Exchanges is one of those tricksy Ayckbourn offerings
where two actors play all the parts and there's a fistful of possible
outcomes, not to mention themes. A Cricket Match
presents us with two marriages heading for the rocks. Toby is a prep
school headmaster more given to the bottle than to the blackboard.
His wife Celia is suffering in modified silence.
Miles is the
businessman chair of the board of governors. He's dithering about
whether or not to support Toby, who is an old school friend, as well
as whether he prefers Celia to his rackety wife Rowena. Rowena
herself is a free spirit, quite content to let the men get on with it
– whatever that might be. Then there's the school groundsman, a man
who can wreck a cricket-pitch faster than a spin bowler.
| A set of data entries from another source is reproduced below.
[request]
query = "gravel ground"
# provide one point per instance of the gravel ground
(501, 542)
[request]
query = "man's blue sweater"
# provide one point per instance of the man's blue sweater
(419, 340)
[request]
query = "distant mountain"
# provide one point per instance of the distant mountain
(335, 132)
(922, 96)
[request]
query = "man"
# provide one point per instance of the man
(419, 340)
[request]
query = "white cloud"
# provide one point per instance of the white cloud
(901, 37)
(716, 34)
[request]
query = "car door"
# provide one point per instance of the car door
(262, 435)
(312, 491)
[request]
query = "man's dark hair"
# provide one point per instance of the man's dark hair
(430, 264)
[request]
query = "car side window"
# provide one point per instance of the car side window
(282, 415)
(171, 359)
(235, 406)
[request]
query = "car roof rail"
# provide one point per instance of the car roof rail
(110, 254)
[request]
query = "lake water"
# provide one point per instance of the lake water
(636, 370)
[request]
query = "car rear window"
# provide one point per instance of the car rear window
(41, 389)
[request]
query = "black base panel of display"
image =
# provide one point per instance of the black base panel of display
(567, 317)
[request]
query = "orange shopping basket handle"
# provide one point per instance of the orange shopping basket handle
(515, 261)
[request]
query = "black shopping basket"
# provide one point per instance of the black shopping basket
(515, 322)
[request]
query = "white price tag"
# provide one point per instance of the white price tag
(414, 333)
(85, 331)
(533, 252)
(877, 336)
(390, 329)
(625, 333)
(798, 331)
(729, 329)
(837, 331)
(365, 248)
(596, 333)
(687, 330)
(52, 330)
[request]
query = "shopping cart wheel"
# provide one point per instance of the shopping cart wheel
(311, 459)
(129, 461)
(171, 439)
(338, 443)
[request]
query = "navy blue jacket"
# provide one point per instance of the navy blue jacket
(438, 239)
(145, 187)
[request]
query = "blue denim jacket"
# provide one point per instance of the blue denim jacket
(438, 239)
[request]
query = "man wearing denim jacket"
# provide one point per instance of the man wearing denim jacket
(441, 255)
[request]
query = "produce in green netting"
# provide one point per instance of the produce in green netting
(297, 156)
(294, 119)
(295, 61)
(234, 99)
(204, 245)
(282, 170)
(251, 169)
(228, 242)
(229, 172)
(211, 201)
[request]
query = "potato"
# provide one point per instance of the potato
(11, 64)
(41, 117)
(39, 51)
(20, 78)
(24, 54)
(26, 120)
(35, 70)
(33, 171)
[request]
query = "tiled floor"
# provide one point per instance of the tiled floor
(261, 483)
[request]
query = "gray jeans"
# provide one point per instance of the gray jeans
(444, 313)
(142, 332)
And Celia's
mother also drops by.
As with nearly every
other Ayckbourn play, the comedy is wrapped around some shrewd
analysis of male-female relationships, especially within wedlock.
Both Jenny Funnell and Stephen Beckett are seasoned Ayckbourn
actors and know precisely how to balance the mixture of wince and
laughs. Patric Kearns directs with a light touch, giving his
players room to build their gallery of characters. The World Awake
set transforms easily between the three locations and offers the
semi-realism which the play demands.